In the above light, the present investigation has been designed to assess nutritional status among urban pre-school children using the WHO (2007) age and sex specific head circumference cut-off point.
This cross sectional study was carried out among the urban pre-school children of Bengalee ethnicity attending an immunization clinic in Midnapore District Red Cross Hospital situated at Midnapore town, West Bengal, India during the period of January 2010 to December 2011. Children between 1 year to 3 years who attended the hospital immunization clinic were included. Children with numerous pathologic conditions associated with abnormal head size were excluded. HC was measured (cm) using a flexible, non stretch tape measure according to standard method.[3] Care was taken to keep the tape measure flat against the head parallel on both sides. The measurement was recorded to the nearest 0.1 cm. Nutritional assessment of the children was evaluated using the World Health Organization (WHO) 2007 recommended HC-for-age specific z-scores cut-off value.[9] Nutritional status of the children was evaluated using the following scheme:
Moderate undernutrition: <-2 standard deviation (SD) Z-score value
Severe undernutrition: <-3 SD Z-score value Where SD refers to the age and sex-specific.
The objective of the study was explained and consent also was obtained from the parents of each children.

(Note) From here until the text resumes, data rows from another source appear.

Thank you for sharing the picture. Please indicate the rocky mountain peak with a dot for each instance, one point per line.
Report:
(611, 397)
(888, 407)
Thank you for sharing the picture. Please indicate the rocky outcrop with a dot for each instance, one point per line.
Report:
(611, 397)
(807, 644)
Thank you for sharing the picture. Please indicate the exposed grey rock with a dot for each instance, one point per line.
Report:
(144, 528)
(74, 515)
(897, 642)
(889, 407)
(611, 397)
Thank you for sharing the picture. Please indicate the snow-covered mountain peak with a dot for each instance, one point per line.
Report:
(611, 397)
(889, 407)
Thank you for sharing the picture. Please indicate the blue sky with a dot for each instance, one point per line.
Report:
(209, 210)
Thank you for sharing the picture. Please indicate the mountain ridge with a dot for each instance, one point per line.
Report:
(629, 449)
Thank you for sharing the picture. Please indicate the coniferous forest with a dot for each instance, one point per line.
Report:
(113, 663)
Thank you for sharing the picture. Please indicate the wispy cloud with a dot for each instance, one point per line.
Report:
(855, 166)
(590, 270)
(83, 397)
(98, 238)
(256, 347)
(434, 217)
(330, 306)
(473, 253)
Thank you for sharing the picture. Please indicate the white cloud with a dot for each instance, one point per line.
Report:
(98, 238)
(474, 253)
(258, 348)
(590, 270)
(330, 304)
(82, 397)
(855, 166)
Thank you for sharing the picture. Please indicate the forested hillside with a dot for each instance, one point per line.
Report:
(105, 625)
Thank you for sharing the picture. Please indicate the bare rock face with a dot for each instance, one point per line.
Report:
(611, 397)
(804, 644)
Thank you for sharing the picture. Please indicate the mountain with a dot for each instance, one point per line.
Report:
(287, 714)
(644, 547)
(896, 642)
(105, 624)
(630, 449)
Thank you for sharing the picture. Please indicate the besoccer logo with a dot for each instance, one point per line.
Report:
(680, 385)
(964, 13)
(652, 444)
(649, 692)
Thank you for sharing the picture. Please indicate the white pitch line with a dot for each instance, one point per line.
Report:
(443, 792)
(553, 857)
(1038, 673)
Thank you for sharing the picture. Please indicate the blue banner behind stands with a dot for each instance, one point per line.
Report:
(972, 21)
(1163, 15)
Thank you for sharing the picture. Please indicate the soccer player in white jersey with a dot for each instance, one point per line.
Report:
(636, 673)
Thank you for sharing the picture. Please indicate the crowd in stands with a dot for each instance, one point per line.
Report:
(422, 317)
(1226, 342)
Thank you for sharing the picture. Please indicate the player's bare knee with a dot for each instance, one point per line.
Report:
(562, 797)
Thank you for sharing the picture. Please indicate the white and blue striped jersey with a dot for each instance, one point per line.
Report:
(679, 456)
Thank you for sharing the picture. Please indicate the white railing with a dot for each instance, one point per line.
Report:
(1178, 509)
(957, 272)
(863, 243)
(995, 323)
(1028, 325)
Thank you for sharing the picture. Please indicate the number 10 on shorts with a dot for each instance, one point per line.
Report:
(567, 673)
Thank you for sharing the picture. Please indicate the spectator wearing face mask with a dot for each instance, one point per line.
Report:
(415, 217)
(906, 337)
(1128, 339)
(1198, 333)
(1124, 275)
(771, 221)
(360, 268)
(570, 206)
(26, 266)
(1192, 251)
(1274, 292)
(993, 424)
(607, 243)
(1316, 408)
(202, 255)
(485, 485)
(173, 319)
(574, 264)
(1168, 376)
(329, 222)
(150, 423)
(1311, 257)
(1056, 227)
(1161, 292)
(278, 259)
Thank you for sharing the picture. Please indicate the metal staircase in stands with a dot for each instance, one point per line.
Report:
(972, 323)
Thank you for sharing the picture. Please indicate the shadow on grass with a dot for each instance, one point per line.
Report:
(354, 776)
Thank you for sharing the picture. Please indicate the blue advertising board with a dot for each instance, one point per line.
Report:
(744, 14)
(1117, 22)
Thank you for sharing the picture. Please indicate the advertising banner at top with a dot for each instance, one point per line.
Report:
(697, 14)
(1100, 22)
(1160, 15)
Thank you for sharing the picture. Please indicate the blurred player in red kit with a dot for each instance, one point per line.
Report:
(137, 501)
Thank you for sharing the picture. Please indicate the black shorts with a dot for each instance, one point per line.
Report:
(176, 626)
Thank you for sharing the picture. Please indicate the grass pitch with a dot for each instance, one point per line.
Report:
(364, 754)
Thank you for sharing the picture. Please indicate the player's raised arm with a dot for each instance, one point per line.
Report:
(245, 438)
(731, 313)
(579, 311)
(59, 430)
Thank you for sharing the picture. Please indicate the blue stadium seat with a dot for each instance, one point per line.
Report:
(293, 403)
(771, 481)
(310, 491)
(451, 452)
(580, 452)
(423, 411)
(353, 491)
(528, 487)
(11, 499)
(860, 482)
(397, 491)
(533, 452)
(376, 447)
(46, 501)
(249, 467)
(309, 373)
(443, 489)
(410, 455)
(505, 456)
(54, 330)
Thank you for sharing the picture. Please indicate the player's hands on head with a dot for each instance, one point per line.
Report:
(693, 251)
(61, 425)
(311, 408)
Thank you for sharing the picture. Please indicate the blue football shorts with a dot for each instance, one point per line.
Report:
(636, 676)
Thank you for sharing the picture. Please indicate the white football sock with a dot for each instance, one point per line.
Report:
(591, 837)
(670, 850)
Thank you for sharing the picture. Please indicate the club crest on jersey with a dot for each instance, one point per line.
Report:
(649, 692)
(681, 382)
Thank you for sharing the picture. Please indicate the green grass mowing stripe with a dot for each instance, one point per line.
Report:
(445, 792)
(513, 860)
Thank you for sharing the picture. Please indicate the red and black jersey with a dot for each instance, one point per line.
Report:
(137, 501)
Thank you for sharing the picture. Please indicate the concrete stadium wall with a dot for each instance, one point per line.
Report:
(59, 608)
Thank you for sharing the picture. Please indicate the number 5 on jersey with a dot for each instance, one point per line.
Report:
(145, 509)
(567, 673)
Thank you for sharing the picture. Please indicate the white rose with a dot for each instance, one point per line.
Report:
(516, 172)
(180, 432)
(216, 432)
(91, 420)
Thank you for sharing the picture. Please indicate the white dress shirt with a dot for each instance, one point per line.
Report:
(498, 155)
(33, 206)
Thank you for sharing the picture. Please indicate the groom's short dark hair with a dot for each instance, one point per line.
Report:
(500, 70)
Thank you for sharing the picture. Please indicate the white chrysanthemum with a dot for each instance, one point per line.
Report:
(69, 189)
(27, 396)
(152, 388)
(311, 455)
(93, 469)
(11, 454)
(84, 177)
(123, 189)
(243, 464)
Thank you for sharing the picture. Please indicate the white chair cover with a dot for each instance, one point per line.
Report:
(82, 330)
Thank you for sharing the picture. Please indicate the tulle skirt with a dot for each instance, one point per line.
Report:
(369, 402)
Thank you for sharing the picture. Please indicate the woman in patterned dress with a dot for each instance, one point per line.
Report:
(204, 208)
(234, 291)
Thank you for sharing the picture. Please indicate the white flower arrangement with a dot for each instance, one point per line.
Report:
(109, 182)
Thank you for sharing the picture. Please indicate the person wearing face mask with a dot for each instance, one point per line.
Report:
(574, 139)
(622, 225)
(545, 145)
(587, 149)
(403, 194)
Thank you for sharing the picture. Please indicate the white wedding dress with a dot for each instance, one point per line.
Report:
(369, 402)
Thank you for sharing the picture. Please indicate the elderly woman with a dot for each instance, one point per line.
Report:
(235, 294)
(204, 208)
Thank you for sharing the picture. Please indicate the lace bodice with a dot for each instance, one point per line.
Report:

A total of 1,060 children (578 boys and 482 girls) in the age group of 1 - 3 years were included. The assessment of nutritional status of these preschool children by head circumference is presented in Table 1. The mean head circumference among boys and girls was 46.85 cm (± 2.7) and 45.85 cm (± 2.6), respectively and it was statistically significant between sexes. It increased with age. The overall prevalence (age combined) of under nutrition based on head circumference cut-off points was slightly higher in girls (22.6%) than boys (19.2%) but the differences was not significant. The age-specific highest prevalence of undernutrition was found at the age of one year among both boys (30.1%) and girls (38.5%). It was also apparent that the prevalence of undernutrition decreased sharply with age in both boys and girls.
Table 1.
Assessment of nutritional status of the pre-school children by head circumference
The head circumference mainly relates to brain size. In the present study the mean value of HC was not significant between the boys and girls of all age groups, but other study in India[1,2] showed significant sex difference among the pre-school children. The mean value of HC of pre-school children ranging in age 1-3 years were compared with WHO standards. A previous study by Singh and Bisnoi (2005)[7] among female pre-school children of Faizabad District, U. P. showed lower HC mean values than the NCHS standard. Correspondingly, Sing and Grover (2003)[1] have also documented that HC of Panjabi pre-school children was significantly lower than the standard. Overall prevalence rates of undernutrition based on HC was 20.7% and it was higher among girls than boys. In a similar study conducted in rural pre-school children of Hooghly district of West Bengal indicated that the much higher prevalence of undernutrition (boys 64.9% and girls 62.8%).[2] This may be attributed to the fact that the present study participants were from an urban area having better socio-economic conditions with less nutritional stress. But, Jain and Saxena (1977) revealed that the HC of children did not differ much between the lower socio-economic group and the higher socio-economic group.[10] In the present study, we show that children under 3 years of age in Midnapore town remain at risk for malnutrition. And that the malnutrition remains a common problem among urban preschool children in India.
Footnotes
Source of Support: Nil.
Conflict of Interest: None declared.